La solution est simple : ralentir la machine à consommer, éviter les gaspillages, faire appel aux énergies renouvelables, rien de bien difficile en somme. Par exemple, l’application de ces trois principes permettrait à une famille standard (2 adultes, 2 enfants) de diminuer sa consommation de 130 KWh/m²/an à moins de 15 KWh/m²/an (2) soit 8 fois moins d’énergie par habitation par an. Sachant qu’il y a +/- 4,4 millions de ménages sur un territoire comme la Belgique, vivant en moyenne dans 100 m², cela représenterait une économie de 50,6 millions de KWh par an. Soit 506 000 tonnes(3) de CO2 en moins par an dans l’atmosphère et au moins 1600 € d’épargne(3) en moyenne par famille par an. Cela est évocateur, n’est-ce pas ? Il est remarquable de constater que nous accordons vraiment de l’importance aux choses dès lors qu’elles sont mesurables et mesurées. Dans ce contexte, puisse le Royaume du Bhoutan(4) être le précurseur de notre nouvel étalon de mesure de la croissance et de la pérennité : le BNB (Bonheur national brut).

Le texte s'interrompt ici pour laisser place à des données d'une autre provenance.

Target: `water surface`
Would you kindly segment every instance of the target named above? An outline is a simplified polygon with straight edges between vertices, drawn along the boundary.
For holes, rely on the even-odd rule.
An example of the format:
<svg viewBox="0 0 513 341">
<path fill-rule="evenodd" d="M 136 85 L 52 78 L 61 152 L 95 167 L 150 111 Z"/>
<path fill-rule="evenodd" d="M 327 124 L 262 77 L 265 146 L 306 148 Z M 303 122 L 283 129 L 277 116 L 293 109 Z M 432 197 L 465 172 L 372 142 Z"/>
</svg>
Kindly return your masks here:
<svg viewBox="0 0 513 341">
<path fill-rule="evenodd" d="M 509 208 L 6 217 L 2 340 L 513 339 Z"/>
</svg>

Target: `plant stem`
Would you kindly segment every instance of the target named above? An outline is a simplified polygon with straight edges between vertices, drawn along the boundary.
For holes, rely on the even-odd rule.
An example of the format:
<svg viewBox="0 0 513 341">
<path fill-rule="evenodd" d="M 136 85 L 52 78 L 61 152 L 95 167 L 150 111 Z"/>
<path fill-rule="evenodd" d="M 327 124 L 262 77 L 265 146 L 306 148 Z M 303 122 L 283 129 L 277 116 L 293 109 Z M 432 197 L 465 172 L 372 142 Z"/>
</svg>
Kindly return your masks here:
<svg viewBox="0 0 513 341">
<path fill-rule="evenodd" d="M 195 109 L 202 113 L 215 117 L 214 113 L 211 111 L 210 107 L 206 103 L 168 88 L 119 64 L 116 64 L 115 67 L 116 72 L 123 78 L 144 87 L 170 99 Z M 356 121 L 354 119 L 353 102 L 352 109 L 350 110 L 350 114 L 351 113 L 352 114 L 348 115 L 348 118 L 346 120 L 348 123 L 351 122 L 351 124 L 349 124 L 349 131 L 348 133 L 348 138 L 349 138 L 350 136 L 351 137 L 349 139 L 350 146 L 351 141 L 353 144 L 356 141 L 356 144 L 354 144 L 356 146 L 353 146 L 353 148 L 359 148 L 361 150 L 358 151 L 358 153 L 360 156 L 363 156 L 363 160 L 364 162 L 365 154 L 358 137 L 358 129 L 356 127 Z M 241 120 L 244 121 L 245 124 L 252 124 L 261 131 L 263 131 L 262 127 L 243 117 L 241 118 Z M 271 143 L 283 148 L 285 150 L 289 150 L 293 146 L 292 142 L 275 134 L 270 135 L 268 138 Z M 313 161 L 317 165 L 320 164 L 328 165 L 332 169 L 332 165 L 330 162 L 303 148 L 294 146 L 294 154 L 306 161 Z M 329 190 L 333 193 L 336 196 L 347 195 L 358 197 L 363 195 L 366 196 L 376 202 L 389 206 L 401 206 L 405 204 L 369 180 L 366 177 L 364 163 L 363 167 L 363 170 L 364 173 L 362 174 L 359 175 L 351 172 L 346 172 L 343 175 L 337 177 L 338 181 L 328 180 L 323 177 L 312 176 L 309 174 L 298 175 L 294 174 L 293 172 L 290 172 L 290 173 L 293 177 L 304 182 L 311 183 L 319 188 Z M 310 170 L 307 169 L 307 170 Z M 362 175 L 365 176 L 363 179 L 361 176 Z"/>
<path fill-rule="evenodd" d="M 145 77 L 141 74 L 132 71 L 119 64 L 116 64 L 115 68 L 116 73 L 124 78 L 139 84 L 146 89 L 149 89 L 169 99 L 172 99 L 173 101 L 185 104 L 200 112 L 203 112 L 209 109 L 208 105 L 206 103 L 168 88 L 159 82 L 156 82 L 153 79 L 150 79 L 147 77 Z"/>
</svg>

(1)Dans la mythologie grecque, Gaïa (aussi connue sous les noms Gè, Gaéa ou Gaia) est une déesse identifiée à la Terre-Mère. (2)Source : La maison économe / Jean-Christian Lhomme (3)Nous prenons 0,1kg de CO2 par kWh économisé (http://www.ademe.fr/outils/) et 0,13c par kWh non consommé. (4) Cet état mesure le bonheur individuel de chaque citoyen, BNB, plutôt que le PNB. Il prend en compte pour cela quatre facteurs : le développement socio-économique durable et équitable, la préservation de l’environnement, la protection du patrimoine culturel, et la bonne gouvernance.